Projection (Distance) The projection of a fragrance is how far a scent radiates off of your skin and how it is perceived by others in the same room as you – if they are standing in close proximity to you or 10 feet away.
Sillage (Linger) The sillage of a fragrance is the length of time that a scent hangs around in the air after you leave a room. You can consider this your fragrance afterglow and scent trail that lingers when you are no longer present.
Intensity (Strength) The intensity of a fragrance is the strength and concentration of the notes, oils and aromatic compounds used in the final product. A fragrance will be stronger and more intense depending on the concentration and intensity of the notes, oils and aromatic compounds involved. In other words, it’s how hard the fragrance slaps you in the face once you catch a sniff of it which varies from Eau De Paufum’s, Eau de Toilette’s and Eau de Cologne’s.

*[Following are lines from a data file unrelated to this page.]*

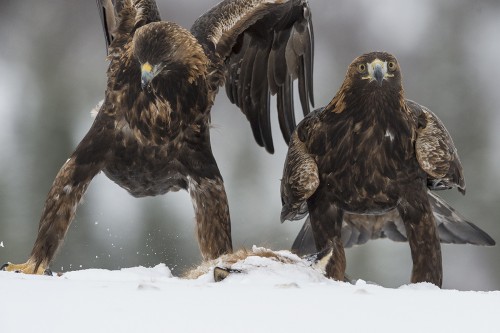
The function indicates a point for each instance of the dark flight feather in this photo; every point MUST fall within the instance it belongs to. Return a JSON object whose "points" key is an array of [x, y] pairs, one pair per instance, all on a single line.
{"points": [[363, 167], [151, 134], [273, 37], [452, 227]]}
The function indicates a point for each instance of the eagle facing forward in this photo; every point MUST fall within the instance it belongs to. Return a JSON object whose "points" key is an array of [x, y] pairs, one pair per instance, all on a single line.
{"points": [[371, 151], [151, 134]]}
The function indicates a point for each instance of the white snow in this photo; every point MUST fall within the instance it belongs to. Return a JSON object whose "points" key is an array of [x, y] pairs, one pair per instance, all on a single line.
{"points": [[268, 296]]}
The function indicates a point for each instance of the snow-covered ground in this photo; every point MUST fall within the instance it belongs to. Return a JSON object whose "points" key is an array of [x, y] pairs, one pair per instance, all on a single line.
{"points": [[268, 296]]}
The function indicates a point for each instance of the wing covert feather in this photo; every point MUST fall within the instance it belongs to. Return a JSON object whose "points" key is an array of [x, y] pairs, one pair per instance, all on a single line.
{"points": [[258, 48]]}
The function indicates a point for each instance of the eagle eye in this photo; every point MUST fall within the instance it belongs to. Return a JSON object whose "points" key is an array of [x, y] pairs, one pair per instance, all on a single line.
{"points": [[361, 68]]}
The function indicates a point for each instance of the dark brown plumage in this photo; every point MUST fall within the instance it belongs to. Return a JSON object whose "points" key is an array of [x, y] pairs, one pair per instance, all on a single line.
{"points": [[151, 135], [372, 152]]}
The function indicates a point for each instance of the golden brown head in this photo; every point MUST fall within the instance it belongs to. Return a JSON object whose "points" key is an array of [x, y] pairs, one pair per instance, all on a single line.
{"points": [[371, 75], [374, 70], [163, 47]]}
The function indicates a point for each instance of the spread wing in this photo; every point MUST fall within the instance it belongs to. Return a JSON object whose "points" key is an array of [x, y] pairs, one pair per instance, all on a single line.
{"points": [[137, 14], [258, 48], [453, 228], [436, 152]]}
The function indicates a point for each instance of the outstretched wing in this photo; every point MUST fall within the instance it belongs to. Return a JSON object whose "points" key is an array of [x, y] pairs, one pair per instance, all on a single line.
{"points": [[436, 152], [453, 228], [124, 17], [258, 47]]}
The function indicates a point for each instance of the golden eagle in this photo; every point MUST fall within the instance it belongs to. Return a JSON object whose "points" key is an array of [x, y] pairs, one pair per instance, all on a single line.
{"points": [[368, 159], [151, 134]]}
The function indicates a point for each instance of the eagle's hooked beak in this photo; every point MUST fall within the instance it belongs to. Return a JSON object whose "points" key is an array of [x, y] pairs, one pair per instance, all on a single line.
{"points": [[377, 71], [148, 73]]}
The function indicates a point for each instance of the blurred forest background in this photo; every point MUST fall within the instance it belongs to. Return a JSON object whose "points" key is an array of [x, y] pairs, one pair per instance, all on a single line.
{"points": [[52, 65]]}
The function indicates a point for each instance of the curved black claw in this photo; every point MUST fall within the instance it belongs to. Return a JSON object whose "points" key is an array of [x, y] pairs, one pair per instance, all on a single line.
{"points": [[222, 273]]}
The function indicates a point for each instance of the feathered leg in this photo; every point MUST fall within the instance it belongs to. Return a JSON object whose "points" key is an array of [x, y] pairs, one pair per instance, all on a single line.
{"points": [[213, 223], [326, 223], [423, 238], [67, 189]]}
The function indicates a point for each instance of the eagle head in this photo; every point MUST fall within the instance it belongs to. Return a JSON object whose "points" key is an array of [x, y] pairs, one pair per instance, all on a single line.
{"points": [[163, 48], [375, 69], [373, 76]]}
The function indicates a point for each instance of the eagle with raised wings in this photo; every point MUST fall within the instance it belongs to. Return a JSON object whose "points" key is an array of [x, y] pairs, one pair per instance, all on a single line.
{"points": [[362, 167], [151, 134]]}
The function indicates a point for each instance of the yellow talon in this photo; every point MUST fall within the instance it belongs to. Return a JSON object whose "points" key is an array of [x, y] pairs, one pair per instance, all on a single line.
{"points": [[26, 268]]}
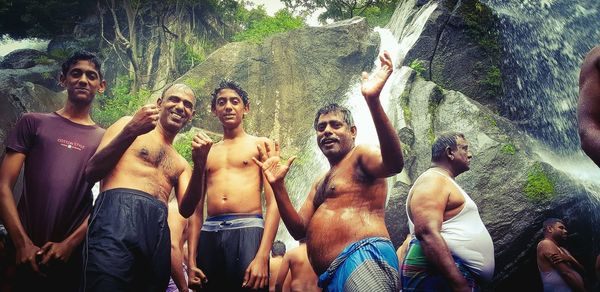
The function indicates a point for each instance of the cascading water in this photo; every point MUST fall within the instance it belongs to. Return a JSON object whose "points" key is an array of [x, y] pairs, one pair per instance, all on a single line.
{"points": [[399, 36], [544, 42]]}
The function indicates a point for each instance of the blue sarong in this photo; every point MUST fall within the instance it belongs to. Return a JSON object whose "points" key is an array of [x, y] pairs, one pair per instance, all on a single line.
{"points": [[368, 265]]}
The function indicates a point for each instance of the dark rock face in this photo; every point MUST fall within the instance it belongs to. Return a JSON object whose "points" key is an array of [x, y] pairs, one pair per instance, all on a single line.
{"points": [[459, 50], [514, 189], [288, 77], [23, 59]]}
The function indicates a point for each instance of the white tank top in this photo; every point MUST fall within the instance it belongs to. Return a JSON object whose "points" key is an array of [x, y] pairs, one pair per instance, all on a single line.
{"points": [[466, 236]]}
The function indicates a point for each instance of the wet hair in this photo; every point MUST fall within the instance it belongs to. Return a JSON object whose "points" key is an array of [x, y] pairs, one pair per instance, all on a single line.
{"points": [[183, 86], [446, 139], [550, 222], [335, 108], [229, 84], [81, 56], [278, 248]]}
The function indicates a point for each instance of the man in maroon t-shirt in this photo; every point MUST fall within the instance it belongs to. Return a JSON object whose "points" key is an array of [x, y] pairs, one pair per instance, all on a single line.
{"points": [[49, 223]]}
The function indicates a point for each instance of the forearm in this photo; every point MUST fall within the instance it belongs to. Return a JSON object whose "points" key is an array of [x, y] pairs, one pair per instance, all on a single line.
{"points": [[437, 253], [10, 217], [292, 220], [107, 158], [194, 192], [79, 234], [391, 149]]}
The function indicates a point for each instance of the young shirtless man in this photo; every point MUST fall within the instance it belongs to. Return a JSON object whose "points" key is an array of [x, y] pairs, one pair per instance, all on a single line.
{"points": [[128, 244], [230, 251], [343, 216]]}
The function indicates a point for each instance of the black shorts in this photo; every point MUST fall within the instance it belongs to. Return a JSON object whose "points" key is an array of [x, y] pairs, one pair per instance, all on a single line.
{"points": [[228, 243], [128, 244]]}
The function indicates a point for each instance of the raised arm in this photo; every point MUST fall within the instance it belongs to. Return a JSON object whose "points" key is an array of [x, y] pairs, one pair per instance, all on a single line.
{"points": [[117, 139], [257, 273], [427, 205], [588, 109], [190, 189], [275, 173], [9, 172], [387, 160]]}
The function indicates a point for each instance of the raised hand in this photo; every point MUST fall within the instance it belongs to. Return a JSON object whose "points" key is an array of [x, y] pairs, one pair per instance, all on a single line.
{"points": [[143, 121], [372, 85], [270, 163], [201, 145]]}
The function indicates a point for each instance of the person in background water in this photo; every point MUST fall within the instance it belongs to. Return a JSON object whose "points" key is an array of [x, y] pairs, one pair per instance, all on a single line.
{"points": [[342, 218], [558, 269], [450, 250], [48, 225]]}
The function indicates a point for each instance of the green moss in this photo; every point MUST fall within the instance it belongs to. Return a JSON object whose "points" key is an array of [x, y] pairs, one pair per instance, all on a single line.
{"points": [[539, 186], [418, 66], [508, 149]]}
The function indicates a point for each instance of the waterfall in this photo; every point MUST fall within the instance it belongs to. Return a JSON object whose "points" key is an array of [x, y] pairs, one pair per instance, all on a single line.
{"points": [[397, 38], [544, 43]]}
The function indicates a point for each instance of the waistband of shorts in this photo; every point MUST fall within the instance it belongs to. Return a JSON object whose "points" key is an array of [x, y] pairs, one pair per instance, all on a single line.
{"points": [[232, 221], [326, 276], [133, 193]]}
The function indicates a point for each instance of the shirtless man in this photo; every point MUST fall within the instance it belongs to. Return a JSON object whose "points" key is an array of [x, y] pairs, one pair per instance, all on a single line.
{"points": [[230, 251], [343, 215], [451, 249], [139, 168], [588, 110], [296, 270], [277, 254], [558, 269]]}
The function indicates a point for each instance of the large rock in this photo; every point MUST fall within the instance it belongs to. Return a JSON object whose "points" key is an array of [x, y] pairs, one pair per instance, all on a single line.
{"points": [[459, 50], [513, 187], [24, 58], [288, 77]]}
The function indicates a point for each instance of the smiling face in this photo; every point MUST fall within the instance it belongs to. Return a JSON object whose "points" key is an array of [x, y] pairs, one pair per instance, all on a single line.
{"points": [[82, 81], [334, 136], [229, 108], [176, 107]]}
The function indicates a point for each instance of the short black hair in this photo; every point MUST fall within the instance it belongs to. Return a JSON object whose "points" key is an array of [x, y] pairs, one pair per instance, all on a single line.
{"points": [[335, 108], [550, 222], [81, 56], [446, 139], [229, 84], [278, 248]]}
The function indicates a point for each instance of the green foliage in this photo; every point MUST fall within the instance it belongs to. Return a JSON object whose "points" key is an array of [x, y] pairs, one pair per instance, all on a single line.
{"points": [[538, 186], [187, 56], [108, 108], [418, 66], [261, 28], [508, 149]]}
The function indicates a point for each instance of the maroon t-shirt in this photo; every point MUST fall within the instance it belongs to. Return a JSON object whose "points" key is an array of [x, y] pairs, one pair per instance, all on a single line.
{"points": [[56, 197]]}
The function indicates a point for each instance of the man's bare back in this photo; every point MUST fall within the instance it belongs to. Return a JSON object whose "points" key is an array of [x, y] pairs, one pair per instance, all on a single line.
{"points": [[149, 166], [352, 208], [234, 183]]}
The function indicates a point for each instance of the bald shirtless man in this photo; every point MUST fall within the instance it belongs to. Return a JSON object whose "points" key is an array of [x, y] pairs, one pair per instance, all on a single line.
{"points": [[296, 269], [343, 216], [128, 242], [230, 251], [588, 110], [450, 250]]}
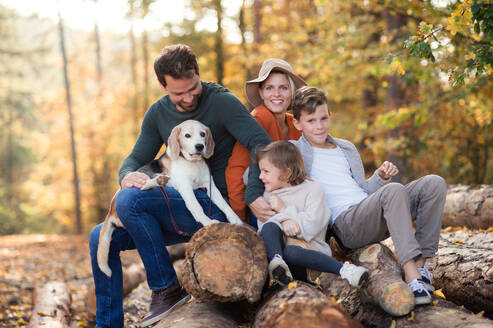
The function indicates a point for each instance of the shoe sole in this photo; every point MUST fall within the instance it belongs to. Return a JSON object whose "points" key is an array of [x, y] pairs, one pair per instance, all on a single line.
{"points": [[280, 276], [363, 279], [420, 300], [162, 315]]}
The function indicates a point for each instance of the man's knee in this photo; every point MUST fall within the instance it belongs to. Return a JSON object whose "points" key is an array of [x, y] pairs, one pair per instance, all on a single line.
{"points": [[435, 184], [125, 199]]}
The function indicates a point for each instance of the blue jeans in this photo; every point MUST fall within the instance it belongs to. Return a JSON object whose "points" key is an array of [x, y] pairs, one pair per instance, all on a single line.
{"points": [[146, 217]]}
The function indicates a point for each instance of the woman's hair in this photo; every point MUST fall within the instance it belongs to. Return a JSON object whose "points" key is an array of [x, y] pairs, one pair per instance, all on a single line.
{"points": [[291, 82], [284, 155]]}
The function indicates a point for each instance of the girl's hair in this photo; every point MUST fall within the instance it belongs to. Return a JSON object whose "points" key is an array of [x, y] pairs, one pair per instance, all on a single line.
{"points": [[284, 155]]}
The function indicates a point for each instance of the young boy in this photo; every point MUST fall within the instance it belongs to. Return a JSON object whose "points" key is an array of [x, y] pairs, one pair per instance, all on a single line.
{"points": [[365, 211]]}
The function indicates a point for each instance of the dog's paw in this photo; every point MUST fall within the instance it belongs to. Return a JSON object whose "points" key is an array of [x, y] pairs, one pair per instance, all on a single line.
{"points": [[235, 220], [162, 179]]}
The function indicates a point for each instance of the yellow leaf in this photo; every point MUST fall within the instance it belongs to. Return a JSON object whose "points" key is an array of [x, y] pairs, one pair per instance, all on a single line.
{"points": [[439, 293], [292, 285]]}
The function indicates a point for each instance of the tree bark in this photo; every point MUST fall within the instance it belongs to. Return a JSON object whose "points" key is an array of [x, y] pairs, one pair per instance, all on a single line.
{"points": [[78, 214], [469, 206], [440, 313], [51, 306], [463, 269], [225, 262], [302, 306], [198, 314], [385, 284]]}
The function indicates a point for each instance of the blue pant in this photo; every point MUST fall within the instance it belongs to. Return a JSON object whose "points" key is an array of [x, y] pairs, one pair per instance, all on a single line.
{"points": [[146, 217]]}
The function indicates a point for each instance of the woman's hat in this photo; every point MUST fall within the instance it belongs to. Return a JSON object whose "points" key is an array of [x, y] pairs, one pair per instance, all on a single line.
{"points": [[252, 87]]}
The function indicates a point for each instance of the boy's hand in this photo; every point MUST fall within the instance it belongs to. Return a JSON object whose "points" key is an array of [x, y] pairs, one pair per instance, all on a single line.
{"points": [[387, 170], [290, 228], [261, 209], [276, 203]]}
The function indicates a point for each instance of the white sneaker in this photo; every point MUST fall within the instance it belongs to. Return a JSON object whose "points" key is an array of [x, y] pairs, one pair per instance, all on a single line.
{"points": [[426, 278], [279, 271], [356, 275], [421, 295]]}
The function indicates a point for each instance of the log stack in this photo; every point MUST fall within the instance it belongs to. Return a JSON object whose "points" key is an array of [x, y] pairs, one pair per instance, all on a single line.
{"points": [[226, 263], [303, 306], [470, 206], [385, 284]]}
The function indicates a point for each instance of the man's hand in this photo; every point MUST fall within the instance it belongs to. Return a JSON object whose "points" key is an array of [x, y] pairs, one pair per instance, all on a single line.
{"points": [[134, 179], [387, 170], [261, 209], [290, 228], [276, 203]]}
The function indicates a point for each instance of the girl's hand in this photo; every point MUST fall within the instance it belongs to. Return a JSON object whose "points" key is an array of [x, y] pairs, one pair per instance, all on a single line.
{"points": [[261, 209], [276, 203], [387, 170], [290, 228]]}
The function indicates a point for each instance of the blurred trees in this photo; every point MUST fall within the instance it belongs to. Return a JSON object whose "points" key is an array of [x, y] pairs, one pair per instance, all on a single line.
{"points": [[409, 80]]}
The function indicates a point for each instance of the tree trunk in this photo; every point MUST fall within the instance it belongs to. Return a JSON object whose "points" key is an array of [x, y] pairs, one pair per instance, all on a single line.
{"points": [[219, 43], [51, 306], [396, 92], [301, 305], [463, 269], [469, 206], [78, 215], [198, 314], [225, 262], [385, 284]]}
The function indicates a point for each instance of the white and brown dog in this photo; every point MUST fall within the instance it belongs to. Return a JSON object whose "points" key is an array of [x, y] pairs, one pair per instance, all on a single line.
{"points": [[182, 167]]}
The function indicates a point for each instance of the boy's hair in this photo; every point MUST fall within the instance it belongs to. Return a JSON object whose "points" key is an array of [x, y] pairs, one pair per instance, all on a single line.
{"points": [[177, 61], [284, 155], [307, 99]]}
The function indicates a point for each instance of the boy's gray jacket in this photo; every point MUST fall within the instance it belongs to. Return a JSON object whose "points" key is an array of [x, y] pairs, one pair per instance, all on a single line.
{"points": [[355, 164]]}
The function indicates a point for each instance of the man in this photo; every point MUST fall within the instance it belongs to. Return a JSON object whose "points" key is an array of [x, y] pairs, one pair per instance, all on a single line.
{"points": [[145, 214]]}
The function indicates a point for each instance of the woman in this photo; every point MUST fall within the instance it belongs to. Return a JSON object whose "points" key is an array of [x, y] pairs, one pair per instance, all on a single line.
{"points": [[271, 94]]}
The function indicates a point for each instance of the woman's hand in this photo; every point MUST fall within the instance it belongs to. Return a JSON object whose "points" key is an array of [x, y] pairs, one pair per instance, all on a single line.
{"points": [[134, 179], [276, 203], [261, 209], [290, 228]]}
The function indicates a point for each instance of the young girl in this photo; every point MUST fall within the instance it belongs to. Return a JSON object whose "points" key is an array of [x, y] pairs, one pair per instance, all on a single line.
{"points": [[301, 214]]}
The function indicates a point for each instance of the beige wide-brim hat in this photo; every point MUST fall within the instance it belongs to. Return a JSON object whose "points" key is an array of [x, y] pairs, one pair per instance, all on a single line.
{"points": [[252, 87]]}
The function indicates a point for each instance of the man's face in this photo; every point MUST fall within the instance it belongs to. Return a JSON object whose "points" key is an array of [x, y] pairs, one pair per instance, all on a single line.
{"points": [[315, 126], [184, 93]]}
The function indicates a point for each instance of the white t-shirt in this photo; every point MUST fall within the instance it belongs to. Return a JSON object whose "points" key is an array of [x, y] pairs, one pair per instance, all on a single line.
{"points": [[331, 168]]}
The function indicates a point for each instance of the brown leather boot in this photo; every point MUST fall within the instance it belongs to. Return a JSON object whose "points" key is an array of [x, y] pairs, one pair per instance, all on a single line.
{"points": [[163, 302]]}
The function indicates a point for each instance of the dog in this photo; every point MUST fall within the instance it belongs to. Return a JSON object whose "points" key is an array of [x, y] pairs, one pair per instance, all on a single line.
{"points": [[182, 167]]}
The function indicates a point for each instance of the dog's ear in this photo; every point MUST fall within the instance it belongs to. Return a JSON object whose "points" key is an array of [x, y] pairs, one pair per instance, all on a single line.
{"points": [[174, 147], [209, 143]]}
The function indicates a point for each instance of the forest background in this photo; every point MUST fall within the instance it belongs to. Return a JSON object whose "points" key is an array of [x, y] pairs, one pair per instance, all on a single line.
{"points": [[407, 80]]}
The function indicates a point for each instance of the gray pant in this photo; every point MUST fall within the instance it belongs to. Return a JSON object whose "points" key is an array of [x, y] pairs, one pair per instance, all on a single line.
{"points": [[391, 210]]}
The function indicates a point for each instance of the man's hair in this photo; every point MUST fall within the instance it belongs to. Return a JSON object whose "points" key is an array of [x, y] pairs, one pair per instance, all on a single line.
{"points": [[307, 99], [177, 61], [284, 155]]}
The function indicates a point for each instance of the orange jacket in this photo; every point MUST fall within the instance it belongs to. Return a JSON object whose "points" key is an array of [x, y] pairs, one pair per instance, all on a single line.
{"points": [[240, 158]]}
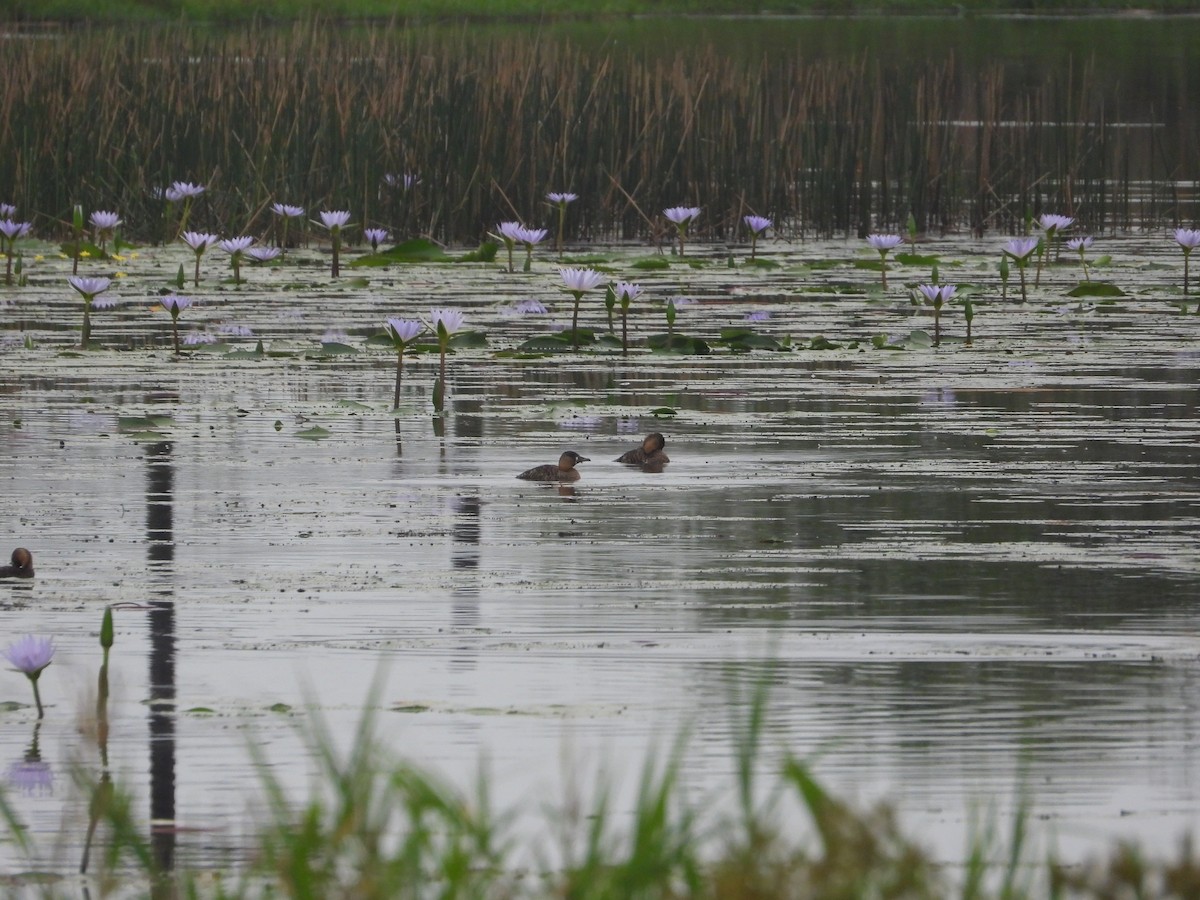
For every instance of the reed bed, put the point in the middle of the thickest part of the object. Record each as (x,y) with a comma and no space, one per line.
(491,120)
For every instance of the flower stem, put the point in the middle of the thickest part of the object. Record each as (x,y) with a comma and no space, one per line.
(400,371)
(575,321)
(37,699)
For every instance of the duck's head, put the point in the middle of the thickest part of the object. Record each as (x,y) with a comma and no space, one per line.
(653,443)
(569,460)
(22,559)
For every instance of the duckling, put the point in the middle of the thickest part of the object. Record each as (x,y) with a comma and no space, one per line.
(563,472)
(22,565)
(648,454)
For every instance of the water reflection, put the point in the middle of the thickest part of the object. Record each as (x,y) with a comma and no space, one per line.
(30,774)
(161,553)
(466,537)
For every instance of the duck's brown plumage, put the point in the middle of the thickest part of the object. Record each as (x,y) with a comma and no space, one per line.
(563,472)
(648,454)
(22,565)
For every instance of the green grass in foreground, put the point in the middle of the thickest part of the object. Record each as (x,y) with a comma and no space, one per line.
(379,828)
(245,10)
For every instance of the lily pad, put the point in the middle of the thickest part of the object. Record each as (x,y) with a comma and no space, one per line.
(651,263)
(1096,288)
(678,343)
(333,348)
(143,423)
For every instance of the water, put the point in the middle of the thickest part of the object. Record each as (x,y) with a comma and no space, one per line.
(969,573)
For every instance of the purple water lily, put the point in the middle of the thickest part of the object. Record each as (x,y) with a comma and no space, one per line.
(625,293)
(561,199)
(1188,240)
(1081,245)
(375,238)
(579,281)
(174,304)
(198,241)
(30,655)
(883,244)
(757,226)
(237,250)
(10,231)
(187,192)
(105,222)
(936,295)
(286,213)
(682,216)
(1020,250)
(263,255)
(509,233)
(531,238)
(90,289)
(445,323)
(401,331)
(335,221)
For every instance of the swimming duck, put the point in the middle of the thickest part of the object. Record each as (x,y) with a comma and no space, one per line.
(648,454)
(563,472)
(22,565)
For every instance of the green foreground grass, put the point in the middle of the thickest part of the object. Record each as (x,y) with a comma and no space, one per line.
(376,827)
(244,10)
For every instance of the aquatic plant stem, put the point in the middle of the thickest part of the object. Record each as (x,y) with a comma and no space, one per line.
(575,319)
(400,372)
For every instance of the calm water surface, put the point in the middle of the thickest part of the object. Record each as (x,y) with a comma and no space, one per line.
(973,568)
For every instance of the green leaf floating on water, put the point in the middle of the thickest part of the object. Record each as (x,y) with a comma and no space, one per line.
(915,259)
(744,339)
(919,339)
(1096,288)
(257,353)
(315,433)
(467,340)
(143,423)
(651,263)
(678,343)
(333,348)
(544,345)
(418,250)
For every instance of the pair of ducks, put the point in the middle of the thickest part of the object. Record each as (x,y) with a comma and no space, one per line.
(22,565)
(649,455)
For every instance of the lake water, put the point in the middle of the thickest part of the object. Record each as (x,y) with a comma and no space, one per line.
(970,573)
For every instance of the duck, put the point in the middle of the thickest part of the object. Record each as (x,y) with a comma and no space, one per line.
(648,454)
(564,471)
(22,565)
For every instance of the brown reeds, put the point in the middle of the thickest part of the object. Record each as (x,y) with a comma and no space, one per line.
(490,121)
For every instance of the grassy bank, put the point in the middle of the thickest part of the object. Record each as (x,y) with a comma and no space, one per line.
(245,10)
(377,827)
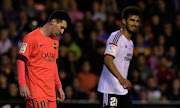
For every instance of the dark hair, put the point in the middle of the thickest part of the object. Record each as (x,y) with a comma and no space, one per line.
(60,15)
(130,10)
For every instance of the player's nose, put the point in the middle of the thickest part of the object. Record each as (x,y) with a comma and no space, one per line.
(62,31)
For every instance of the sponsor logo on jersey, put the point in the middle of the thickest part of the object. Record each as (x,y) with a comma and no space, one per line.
(23,47)
(54,45)
(49,57)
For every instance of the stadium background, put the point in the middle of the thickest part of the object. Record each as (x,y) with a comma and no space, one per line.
(154,70)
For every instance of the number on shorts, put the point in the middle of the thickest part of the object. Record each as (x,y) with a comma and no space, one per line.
(113,101)
(43,105)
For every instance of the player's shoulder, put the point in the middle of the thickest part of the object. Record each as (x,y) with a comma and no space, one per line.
(31,35)
(116,33)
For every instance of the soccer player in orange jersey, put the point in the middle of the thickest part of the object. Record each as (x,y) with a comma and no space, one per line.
(36,63)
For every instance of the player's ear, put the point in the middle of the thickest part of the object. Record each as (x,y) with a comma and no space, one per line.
(124,21)
(53,21)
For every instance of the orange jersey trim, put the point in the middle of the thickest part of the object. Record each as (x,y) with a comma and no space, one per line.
(110,55)
(113,44)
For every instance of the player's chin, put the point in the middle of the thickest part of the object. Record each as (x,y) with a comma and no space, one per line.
(134,31)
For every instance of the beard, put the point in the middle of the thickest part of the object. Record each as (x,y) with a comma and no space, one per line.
(59,36)
(128,29)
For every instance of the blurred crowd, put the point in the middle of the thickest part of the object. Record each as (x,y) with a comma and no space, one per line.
(154,71)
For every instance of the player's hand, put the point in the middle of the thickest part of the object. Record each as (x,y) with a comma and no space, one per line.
(125,83)
(60,94)
(24,91)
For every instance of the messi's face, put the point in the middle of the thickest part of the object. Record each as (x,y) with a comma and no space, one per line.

Longevity (Endurance) The longevity of a fragrance is the amount of time that a scent clings to your skin. Similarly to the intensity of a fragrance, the longevity of a scent will depend on the concentration of the notes, oils and aromatic compounds used in the final product.
These terms are intimately related. Some fragrances can have great projection, poor silage and an intense scent and long longevity. On the other hand, some fragrances can have poor projection and low longevity while having a high silage and intensity. Honestly, it all depends on what is in the final product. And while you can’t control what’s in the bottle, there are a few fragrance tricks that you can do to help the scent last a little bit longer.
For starters, make sure that you’re misting your favorite fragrances on your pulse points to intensify the scent. Pulse points are the areas on your body that have the most veins under the skin, which makes them your hot spots. The heat will intensify the fragrance, help it to diffuse and release the top, heart, and base notes as you warm up throughout the day.
Sure, familiar spots such as your wrist and side of your neck are great areas to apply a scent, but to really make your scent last, try adding a spritz or two to a few of these other pulse points:
Pulse Points: - The Back of The Legs (Behind Your Knees) - Behind The Ears - Small of Your Back - Nape of Your Neck - Cleavage - Inside of Your Elbow - The Area Right Above Your Hip Bones - Belly Button - Hair - Under Your Arms
Fragrance is an art and your skin is a canvas. Once you purchase a bottle, you become the artist from and each pulse point on your body will help you get the most out of your scent.